Cop cameras are simply step one. The reason these psychos are still presenting a danger to the public is that they are not being arrested for the obvious reasons. They’re not being arrested because nobody in the corrupt judicial system has the stomach to prosecute. They’re puppets. We’ve suffered through decades of legacy media bs, telling us that cops are not capable of committing crimes. Now we know through video that bad cops can commit exceptional crimes. The prosecutors prefer smaller fry. Exercise your vote by calling your local political Pinocchio daily. Ask them if they think the legal system is doing it’s job. In western law, a criminal has to have “criminal mindedness”, mens rea. In Canada, if anybody can mention a police officer that has been convicted of an unlawful shooting offence, I’m all ears. They are usually considered to have had no criminal intent. Average non criminal Canadians are criminally convicted in spite of no criminal intent daily. I’m not saying go off on cops, I’m saying go off on the people that refuse to properly deal with the bad cops. Our legal system is steadily congealing into a system similar to ones I’ve read of in the old CCCP, or the People’s Republic of China.

6 years ago

I wonder if elements of this operation were not aimed at discrediting Oath Keepers. Oath Keepers aims to prevent police from violating the constitution and violating people’s civil liberties. As an organization, they are a small threat to the deep state.

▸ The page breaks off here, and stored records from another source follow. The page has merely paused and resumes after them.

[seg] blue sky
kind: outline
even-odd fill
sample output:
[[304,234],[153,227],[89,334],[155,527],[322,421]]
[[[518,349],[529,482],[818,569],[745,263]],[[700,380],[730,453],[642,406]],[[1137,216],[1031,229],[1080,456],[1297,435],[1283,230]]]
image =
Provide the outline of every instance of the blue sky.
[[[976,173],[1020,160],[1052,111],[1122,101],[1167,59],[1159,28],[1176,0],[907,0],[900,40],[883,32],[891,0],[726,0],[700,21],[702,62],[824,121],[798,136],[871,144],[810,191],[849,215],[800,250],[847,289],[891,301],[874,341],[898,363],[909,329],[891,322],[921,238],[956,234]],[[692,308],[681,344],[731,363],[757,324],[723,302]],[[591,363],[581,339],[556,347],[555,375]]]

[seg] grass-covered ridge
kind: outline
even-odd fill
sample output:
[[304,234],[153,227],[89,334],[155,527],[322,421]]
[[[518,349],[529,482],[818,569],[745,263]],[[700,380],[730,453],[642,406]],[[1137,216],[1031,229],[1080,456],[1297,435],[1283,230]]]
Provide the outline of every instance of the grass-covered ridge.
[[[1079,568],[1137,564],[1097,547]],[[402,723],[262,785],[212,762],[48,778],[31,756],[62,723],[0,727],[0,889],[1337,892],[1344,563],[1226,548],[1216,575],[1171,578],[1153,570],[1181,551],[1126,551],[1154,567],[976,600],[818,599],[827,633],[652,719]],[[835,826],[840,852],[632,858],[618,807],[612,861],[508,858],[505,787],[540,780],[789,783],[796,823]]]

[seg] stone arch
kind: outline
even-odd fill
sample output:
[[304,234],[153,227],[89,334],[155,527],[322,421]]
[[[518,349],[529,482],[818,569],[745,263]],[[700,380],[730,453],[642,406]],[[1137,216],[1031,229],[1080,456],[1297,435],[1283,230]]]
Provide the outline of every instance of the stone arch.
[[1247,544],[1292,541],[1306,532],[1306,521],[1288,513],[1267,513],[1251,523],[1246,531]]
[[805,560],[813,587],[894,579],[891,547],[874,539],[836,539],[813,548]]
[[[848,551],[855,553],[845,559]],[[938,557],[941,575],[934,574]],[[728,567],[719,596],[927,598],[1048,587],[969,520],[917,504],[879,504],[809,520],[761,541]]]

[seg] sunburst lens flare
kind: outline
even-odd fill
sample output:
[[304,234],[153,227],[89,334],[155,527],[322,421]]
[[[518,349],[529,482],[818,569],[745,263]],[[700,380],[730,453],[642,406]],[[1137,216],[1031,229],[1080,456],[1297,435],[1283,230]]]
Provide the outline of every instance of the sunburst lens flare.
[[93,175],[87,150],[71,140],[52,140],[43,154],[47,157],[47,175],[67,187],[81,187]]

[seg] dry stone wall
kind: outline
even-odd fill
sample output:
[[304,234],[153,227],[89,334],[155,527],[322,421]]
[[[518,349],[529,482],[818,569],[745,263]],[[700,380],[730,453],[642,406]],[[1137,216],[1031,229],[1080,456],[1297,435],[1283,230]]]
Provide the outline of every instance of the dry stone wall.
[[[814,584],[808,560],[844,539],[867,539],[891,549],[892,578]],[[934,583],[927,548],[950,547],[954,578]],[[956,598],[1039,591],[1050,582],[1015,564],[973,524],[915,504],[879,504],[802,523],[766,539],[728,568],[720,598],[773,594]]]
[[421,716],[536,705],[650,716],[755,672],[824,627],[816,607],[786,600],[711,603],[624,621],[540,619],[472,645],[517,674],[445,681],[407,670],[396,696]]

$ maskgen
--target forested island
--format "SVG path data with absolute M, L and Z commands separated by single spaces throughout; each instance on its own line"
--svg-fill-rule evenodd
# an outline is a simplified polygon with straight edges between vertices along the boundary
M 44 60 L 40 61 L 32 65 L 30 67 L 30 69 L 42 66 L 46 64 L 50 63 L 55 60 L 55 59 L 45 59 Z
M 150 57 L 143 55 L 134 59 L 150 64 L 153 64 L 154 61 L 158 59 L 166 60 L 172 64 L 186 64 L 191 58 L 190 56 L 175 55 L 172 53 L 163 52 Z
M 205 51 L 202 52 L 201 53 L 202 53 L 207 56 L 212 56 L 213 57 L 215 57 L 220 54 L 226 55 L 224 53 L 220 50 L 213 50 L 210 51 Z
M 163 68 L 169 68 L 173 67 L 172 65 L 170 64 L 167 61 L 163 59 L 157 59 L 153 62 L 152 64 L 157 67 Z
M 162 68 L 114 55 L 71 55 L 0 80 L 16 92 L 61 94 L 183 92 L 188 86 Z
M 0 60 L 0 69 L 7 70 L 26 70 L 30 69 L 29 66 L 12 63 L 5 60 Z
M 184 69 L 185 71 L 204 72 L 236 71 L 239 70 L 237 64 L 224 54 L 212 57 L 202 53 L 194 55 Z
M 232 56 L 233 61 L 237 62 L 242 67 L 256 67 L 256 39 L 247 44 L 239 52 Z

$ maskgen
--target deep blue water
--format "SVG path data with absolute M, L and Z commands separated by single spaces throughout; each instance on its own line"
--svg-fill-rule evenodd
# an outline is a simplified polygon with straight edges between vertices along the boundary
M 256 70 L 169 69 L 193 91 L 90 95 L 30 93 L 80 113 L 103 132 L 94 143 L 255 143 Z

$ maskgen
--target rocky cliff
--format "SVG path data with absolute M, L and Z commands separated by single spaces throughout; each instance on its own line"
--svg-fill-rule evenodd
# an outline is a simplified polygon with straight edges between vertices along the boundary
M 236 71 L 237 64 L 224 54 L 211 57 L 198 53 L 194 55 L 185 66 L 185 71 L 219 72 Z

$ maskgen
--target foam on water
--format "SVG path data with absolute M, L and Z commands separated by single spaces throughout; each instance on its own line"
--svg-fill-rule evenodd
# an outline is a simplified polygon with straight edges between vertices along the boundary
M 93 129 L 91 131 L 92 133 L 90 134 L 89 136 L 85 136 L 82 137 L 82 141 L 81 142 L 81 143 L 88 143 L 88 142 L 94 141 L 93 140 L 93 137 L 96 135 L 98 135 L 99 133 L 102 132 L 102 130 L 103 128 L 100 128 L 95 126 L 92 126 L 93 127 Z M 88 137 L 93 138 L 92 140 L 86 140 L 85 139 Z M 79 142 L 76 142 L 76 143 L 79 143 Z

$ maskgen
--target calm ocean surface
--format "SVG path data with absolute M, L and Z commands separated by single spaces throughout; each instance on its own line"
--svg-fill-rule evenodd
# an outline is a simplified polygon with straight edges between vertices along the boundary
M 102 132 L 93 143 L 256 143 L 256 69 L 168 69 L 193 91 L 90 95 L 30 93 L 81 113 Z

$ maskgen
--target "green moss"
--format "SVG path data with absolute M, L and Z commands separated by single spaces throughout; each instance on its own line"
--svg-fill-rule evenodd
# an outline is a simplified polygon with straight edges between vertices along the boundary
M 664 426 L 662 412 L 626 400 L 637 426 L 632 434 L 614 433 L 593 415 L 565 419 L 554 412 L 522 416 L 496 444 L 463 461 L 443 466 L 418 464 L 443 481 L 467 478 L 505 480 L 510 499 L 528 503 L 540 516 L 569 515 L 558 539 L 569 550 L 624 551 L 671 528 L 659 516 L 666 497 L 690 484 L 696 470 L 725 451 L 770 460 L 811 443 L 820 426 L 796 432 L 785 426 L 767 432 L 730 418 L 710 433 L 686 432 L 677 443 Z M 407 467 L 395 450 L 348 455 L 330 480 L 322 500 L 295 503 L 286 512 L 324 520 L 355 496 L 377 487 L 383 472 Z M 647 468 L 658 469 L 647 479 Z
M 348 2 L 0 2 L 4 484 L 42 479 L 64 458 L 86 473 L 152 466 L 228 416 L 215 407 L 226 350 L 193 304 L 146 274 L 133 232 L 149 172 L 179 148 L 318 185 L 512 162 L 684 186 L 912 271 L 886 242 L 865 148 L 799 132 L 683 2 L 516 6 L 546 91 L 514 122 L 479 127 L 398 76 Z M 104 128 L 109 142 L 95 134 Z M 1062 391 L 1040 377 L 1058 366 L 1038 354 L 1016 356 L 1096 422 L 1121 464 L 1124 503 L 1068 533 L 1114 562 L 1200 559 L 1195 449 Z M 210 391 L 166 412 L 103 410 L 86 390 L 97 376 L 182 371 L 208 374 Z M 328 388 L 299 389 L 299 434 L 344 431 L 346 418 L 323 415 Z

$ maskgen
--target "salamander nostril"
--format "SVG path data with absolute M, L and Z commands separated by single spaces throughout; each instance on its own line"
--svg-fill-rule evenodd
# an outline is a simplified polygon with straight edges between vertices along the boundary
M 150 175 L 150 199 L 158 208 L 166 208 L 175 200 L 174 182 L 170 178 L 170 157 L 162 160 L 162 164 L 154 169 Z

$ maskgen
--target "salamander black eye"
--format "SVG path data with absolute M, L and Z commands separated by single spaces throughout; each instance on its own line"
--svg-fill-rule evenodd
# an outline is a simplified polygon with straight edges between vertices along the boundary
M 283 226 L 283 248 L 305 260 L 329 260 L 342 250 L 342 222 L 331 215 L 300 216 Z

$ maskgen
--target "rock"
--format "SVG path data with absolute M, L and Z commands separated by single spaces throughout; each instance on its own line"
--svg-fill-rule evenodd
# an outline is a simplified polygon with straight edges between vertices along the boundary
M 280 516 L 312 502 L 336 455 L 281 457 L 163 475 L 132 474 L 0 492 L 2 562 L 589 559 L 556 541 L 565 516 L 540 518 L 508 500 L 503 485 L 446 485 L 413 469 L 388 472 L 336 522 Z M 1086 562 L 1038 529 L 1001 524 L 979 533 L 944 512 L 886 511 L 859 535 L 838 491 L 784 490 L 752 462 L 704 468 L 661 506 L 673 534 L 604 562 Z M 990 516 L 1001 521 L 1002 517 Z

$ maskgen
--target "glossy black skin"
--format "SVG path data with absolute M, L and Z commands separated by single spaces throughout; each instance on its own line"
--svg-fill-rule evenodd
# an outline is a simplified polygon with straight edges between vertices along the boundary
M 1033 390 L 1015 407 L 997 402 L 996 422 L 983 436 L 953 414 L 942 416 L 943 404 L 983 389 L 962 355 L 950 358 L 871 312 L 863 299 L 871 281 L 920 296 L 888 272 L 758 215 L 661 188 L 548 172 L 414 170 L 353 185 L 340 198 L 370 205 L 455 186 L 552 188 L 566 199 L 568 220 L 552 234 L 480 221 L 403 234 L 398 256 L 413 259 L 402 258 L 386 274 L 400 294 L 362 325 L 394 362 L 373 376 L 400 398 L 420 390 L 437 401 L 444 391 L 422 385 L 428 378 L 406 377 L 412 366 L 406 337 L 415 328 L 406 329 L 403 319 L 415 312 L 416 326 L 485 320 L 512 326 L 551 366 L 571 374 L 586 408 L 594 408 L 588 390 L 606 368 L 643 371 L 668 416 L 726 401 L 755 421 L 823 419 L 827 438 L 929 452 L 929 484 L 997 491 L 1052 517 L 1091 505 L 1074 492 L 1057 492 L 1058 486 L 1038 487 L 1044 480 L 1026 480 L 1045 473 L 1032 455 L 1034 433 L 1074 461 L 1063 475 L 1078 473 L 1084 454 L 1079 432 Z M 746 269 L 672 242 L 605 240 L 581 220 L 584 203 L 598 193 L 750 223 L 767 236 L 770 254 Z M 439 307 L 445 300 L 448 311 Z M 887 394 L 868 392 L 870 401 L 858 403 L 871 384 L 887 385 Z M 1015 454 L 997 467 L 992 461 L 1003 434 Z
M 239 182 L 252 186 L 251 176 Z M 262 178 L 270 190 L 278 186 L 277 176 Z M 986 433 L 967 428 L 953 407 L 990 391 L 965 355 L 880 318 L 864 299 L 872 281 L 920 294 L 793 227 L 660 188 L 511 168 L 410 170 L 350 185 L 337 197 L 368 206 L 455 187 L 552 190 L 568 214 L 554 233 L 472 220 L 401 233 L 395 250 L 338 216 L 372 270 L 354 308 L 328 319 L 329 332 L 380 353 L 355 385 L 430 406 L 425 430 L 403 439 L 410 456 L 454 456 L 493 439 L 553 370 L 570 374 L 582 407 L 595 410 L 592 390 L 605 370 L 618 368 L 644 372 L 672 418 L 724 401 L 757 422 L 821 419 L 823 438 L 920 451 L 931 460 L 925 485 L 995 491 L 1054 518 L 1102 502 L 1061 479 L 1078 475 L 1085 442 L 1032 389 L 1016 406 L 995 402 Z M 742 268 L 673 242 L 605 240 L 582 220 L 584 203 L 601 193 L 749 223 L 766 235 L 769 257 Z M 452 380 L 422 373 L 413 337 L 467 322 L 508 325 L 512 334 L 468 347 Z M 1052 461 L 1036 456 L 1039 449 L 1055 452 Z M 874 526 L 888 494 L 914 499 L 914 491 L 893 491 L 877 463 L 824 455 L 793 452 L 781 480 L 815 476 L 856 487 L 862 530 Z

Dan Page’s behavior was exactly the opposite of the sort of behavior you would have expected from a supporter of Oath Keepers. In addition, pushing a CNN anchor on camera is really beyond the bounds of normal stupid police behavior, so stupid in fact that it makes more sense as a deliberate deep state false flag attempt to discredit the Oath Keepers.

6 years ago

It all wreaks of Operation Gladio and the Strategy of Tension to me in my opinion. Sad state of events but if you study the history of the training we gave to South American rebels at the School of the Americas you will more likely be able to see the possible agenda present here in this society now. Keep up the good work Russ and Friends!

6 years ago

As a First Responder of over 25 years, I am all for the on duty recording of all interactions with the public. While the overwhelming majority of people I have worked with are honest and upstanding, I have witnessed several incidents where there have been abuses. Good officers do not speak up, because they will be pilloried mostly, and they have families. They simply act to mitigate the situation, in most cases. I have done so myself. But, bad ones, will leave of their own accord, or be exposed for abuses, if every single one is cammed and recorded. There was a definite resistance to this practice when it was first introduced. But, over the years, I have seen most good men and women embrace it, for the same reasons they at first resisted….it makes their jobs and conduct safer. Change of the status quo is always a bit scary though, because the devils you know seems less dangerous than the ones you don’t.